Parks also shows his knowledge of the history of photography. Among the various contact sheets in the exhibition, a series shows Carmichael walking on a country road in Alabama. Parks tries to replicate the feel of W. Eugene Smith’s 1948 Life magazine photo essay, “Country Doctor.” Smith’s image shows Dr. Ernest Ceriani walking through a field towards a patient. The essay paints Ceriani as a selfless heroic figure, and Parks’ photos seek to show Carmichael in the same light.

The final section of the exhibit includes four photos from an anti-Vietnam War rally in New York. Two images stand out. The first is by Dr.
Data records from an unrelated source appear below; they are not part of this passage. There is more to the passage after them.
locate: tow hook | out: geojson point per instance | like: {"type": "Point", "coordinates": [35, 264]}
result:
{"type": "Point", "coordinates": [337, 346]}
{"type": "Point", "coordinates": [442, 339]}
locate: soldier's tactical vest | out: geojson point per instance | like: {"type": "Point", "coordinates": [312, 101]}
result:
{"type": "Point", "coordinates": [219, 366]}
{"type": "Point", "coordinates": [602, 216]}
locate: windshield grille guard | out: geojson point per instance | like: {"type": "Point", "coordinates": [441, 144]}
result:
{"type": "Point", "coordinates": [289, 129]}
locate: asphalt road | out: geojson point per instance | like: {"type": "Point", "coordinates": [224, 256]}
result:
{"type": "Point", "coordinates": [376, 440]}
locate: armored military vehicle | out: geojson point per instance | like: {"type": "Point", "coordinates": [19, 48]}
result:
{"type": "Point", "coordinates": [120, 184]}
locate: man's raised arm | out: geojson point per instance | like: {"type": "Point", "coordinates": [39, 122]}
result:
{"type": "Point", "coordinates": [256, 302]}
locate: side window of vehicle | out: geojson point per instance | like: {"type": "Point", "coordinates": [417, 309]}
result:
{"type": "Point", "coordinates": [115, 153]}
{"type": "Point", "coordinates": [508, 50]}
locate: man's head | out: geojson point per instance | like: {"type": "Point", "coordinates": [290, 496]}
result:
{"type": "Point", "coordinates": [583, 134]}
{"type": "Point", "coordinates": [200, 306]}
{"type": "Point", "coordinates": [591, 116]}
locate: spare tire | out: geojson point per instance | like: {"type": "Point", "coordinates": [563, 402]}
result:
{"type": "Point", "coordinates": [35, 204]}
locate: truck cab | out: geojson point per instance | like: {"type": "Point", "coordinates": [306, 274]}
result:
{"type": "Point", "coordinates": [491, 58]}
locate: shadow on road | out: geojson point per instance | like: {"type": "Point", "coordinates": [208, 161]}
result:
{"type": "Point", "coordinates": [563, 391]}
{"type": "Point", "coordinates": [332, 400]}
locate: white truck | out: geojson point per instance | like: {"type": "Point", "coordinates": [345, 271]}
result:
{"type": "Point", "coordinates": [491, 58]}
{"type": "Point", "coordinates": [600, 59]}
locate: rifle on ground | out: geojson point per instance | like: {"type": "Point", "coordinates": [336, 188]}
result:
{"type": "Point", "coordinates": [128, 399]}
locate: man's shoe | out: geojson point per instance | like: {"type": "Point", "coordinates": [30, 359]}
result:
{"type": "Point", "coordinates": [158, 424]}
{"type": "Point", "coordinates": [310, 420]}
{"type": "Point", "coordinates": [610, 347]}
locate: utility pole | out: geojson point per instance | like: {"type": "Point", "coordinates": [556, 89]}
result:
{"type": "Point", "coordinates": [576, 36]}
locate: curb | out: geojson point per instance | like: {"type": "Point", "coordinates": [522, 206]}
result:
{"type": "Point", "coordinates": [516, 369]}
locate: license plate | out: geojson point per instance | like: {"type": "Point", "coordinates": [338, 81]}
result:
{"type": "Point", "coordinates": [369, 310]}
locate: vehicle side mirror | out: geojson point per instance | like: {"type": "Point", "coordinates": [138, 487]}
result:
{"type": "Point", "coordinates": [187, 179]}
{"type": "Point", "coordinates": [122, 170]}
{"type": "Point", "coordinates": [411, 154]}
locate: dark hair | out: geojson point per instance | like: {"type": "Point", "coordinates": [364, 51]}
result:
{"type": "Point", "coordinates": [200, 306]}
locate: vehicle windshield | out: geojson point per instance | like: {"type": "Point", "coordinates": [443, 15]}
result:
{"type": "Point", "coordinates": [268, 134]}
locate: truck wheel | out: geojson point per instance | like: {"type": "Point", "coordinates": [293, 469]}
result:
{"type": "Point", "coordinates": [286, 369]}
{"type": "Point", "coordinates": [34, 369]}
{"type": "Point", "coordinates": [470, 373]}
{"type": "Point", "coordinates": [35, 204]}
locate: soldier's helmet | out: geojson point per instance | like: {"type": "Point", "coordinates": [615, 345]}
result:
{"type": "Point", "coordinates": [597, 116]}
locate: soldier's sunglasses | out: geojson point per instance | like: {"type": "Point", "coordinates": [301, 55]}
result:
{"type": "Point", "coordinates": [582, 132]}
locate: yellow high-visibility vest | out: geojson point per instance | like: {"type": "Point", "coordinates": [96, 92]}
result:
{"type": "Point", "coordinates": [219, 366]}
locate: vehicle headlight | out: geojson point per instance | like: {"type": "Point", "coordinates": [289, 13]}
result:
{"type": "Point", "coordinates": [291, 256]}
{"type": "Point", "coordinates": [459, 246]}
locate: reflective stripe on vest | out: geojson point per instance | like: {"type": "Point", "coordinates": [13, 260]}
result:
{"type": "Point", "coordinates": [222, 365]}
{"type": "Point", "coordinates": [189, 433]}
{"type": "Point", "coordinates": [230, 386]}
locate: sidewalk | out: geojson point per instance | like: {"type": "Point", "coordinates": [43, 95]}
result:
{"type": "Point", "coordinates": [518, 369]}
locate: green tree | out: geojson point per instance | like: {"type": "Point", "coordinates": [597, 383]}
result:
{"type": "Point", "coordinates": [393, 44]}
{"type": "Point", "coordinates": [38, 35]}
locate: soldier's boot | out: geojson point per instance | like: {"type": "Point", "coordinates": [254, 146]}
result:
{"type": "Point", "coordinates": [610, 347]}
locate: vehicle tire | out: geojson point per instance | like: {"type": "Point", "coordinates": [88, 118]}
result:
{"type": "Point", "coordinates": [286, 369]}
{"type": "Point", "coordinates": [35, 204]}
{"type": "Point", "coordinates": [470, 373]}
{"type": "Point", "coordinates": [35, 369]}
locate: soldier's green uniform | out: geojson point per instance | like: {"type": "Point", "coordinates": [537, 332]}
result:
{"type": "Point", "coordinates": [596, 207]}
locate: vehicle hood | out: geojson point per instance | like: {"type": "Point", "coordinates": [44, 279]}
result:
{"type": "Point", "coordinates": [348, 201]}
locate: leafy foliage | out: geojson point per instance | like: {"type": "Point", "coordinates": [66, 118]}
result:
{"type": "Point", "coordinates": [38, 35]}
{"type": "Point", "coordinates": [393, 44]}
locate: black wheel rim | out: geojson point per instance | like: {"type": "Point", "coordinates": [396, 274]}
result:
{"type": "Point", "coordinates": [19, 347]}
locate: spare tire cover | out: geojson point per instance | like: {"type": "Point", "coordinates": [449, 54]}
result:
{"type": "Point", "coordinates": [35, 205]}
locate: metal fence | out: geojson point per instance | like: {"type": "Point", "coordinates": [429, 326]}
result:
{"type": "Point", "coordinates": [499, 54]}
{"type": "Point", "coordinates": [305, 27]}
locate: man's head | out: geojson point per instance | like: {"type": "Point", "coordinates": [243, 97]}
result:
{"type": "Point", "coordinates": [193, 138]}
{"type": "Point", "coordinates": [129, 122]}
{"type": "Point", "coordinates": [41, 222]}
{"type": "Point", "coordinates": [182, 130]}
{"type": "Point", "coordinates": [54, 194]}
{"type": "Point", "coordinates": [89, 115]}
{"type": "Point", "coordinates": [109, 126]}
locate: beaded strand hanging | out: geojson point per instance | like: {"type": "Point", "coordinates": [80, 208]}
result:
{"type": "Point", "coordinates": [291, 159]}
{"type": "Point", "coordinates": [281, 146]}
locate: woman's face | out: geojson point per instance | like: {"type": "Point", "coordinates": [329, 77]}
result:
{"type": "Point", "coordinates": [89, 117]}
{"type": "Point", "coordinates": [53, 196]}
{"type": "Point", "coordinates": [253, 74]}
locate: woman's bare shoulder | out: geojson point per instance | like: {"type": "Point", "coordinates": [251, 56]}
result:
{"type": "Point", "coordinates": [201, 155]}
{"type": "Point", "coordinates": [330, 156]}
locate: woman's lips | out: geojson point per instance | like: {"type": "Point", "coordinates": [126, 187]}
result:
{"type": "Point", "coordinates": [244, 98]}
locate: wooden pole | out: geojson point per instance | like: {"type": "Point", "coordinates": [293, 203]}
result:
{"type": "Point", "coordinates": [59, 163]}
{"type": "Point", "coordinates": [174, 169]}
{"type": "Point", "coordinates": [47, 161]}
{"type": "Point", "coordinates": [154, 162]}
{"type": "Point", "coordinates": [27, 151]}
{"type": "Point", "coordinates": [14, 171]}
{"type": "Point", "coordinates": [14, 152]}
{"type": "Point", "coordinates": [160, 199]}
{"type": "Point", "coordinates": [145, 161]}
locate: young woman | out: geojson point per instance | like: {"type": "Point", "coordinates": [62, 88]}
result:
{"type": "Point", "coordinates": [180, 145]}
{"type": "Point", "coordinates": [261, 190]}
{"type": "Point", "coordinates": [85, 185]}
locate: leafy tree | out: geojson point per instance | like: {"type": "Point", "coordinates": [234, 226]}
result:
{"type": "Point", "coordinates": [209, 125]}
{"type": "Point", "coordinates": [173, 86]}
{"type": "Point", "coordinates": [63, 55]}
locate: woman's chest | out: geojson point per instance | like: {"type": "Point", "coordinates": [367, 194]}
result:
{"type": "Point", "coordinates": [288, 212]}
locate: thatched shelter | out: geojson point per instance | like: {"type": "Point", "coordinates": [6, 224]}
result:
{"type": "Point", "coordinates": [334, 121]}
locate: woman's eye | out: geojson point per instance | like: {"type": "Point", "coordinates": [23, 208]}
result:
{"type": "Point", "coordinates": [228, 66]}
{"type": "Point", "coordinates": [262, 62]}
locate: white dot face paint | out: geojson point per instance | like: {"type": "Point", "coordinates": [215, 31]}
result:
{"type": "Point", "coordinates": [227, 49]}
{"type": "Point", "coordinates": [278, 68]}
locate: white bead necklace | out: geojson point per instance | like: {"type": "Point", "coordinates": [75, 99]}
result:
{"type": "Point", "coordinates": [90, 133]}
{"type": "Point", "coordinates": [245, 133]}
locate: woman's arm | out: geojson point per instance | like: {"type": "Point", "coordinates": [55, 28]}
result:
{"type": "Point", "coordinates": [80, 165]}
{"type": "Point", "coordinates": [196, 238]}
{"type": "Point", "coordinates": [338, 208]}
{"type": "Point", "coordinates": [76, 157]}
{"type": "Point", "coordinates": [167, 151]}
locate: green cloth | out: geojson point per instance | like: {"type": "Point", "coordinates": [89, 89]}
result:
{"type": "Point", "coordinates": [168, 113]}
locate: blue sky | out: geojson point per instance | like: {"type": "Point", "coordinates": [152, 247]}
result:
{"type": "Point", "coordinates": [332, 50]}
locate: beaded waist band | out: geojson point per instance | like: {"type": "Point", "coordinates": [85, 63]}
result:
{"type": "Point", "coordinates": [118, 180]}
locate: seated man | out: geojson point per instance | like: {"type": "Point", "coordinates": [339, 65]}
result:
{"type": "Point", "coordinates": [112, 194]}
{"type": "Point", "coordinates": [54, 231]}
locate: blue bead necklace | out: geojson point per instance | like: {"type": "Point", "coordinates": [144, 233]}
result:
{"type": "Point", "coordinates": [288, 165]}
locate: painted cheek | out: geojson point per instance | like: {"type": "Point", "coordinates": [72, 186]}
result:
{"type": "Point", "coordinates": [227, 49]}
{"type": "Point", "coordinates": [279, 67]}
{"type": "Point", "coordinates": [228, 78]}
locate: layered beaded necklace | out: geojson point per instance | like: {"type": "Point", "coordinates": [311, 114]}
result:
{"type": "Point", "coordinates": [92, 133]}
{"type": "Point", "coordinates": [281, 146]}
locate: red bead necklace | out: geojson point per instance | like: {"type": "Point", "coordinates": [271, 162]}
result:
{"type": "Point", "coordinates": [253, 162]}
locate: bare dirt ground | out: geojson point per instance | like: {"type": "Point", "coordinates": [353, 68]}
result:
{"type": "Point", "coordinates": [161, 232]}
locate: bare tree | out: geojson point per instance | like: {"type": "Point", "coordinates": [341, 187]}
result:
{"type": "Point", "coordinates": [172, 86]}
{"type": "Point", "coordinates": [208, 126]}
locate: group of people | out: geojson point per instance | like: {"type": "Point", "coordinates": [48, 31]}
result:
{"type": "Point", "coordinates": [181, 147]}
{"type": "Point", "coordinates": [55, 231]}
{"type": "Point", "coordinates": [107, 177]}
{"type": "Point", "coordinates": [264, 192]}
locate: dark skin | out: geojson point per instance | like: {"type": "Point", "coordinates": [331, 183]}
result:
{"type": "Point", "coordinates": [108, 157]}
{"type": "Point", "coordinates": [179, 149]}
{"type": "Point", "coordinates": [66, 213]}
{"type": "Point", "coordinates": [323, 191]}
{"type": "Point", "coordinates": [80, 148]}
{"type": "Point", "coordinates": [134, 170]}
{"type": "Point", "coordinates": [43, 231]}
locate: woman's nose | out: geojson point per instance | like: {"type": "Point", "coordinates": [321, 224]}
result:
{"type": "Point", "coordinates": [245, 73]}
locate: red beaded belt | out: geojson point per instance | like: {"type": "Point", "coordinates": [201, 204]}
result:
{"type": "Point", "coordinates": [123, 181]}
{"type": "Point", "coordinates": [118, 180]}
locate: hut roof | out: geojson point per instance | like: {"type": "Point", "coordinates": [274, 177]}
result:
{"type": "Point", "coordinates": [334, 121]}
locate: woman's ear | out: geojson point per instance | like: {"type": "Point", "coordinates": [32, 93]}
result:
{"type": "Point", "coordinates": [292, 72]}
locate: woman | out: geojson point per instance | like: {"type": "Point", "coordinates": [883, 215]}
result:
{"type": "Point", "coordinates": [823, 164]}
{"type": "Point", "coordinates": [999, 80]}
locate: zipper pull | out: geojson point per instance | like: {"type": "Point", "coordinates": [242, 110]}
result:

Martin Luther King, Jr. The second is Carmichael. The two address the crowd, but the way Parks chose to frame them shows how he sees each man. King is almost statuesque, his head tilted slightly towards the camera, alone except for a few men who seem to be staring around warily, as if aware that he has become a living monument. By contrast, Carmichael is filmed from a wider angle with a mass crowd hanging on to every word. It is dynamic and dynamic. Parks saw the energy Carmichael brought as a new wave of activism.

An excellent catalog accompanies the show which is a must for students of the Civil Rights era and photojournalism.

Volpe said the people in the photos don’t remember Parks being there, which speaks to his ability to be a “silent witness.” The result is an intimate portrait that only enhances the brilliance of Carmichael and Parks’ legacy.